After spending some time going over the interface, the ease of selecting different attributes and measurements for node styling is something that really captured the student’s attention. I anticipate a flood of very interesting network diagrams for their final projects based on different styling / visualization choices, which is an excellent way for students to support their arguments.
Creating diagrams for the course
Using Gephi to create network diagrams for the conspiracy portion of the course is a very straightforward process, and the excellent export capabilities ensure that all of the networks I share look very professional.
While Gephi is an excellent piece of software, extensive use in the classroom has revealed some issues and missing features that do present a source of frustration for the class.
Java can be difficult
Supporting multiple operating systems with different Java installs on student laptops is an exercise in frustration. A class that uses Gephi extensively MUST have a supported computer lab, at the very least so that Java problems can be addressed and fixed for everyone at the same time in the same way.
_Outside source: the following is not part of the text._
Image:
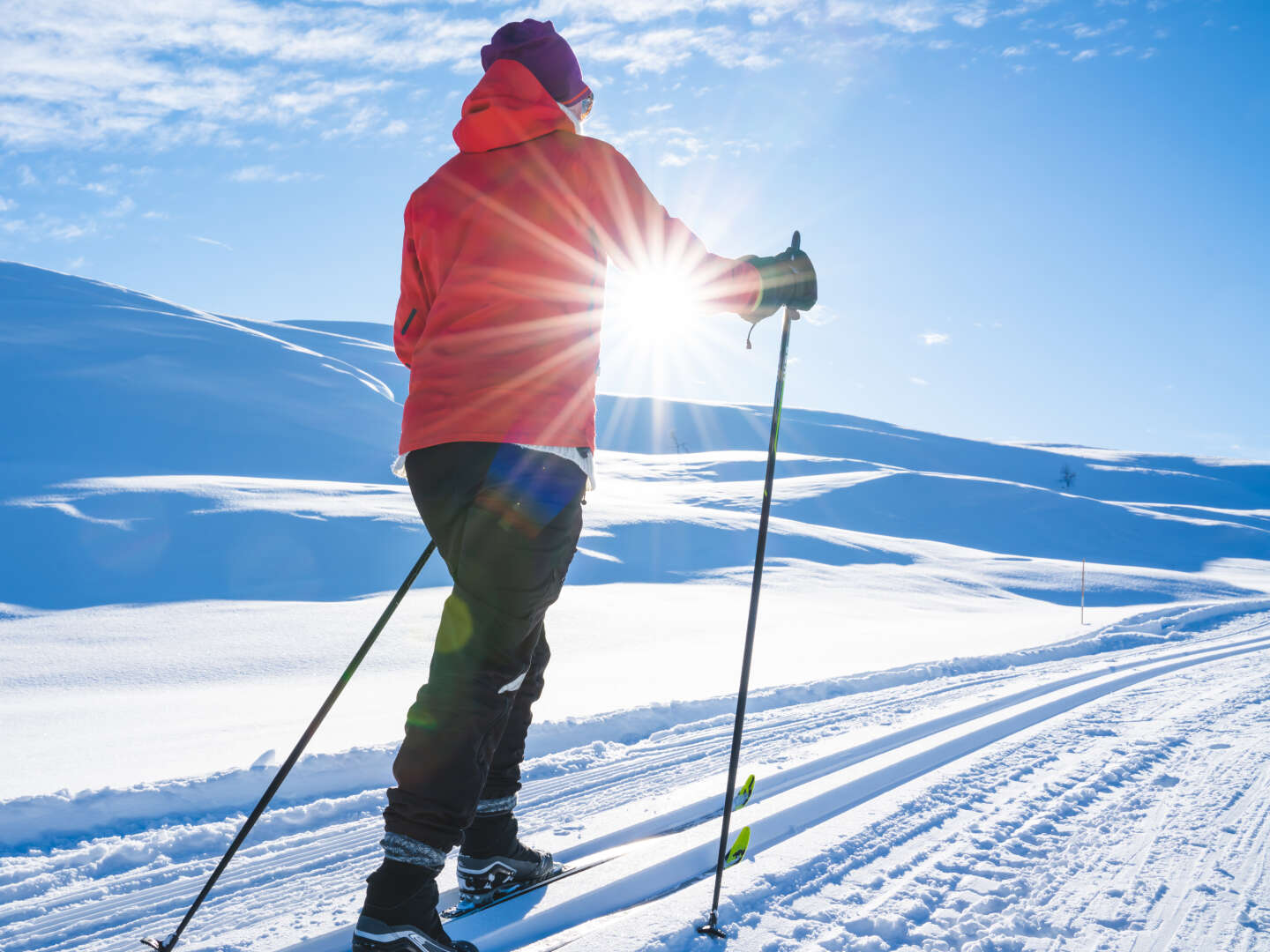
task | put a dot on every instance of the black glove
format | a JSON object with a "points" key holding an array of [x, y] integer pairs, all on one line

I am running my course without this, and I can attest that much class time has been wasted trying to troubleshoot Java and install issues on different OS / JVM combinations.
Gephi is not very fault tolerant
Data, at least in the humanities, is often messy, malformed, and non standards-compliant. I was stymied in class due to one character causing an issue in a data set that we found online – while text programs and Excel / OpenOffice handled the file gracefully, it blew up on Gephi.
Many of the concepts discussed in SNA texts can not be easily seen in Gephi
Concepts like triadic closure are somewhat difficult to capture, but there is nothing in Gephi to identify triads. It can compute the total number, but this is less useful for showing students where the triads are in a graph. I could also not find a way to view cliques, or to identify bridges programatically. Network balance is also something that is not readily apparent in Gephi.
Filtering can be difficult
While there are some powerful filtering features in Gephi, the class has had a difficult time conceptualizing their use and using them to their full potential. A more intuitive interface may solve some of these problems.
Some features are Broken
Embeddedness is not a core feature for Gephi, and the plugin that computes this is incompatible with the current version of the code. In addition, filtering on partition for edges does not seem to currently work – this makes identification of cliques and balanced graphs more difficult. Along with this, Gephi can be very unstable at times, and some workarounds (like exporting a newly created graph and re-importing it to ensure compatibility with multiple edges) can be a hassle.
In short, I think Gephi is a good choice for the classroom, but one that will require some serious work from the instructor. I would HIGHLY recommend that you teach Gephi in a classroom setting, where JVM and OS choices are restricted and supported by IT staff. I would like to see more educators using Gephi so we can pressure the developers (or encourage interested students!) to add more functionality to the core of the software.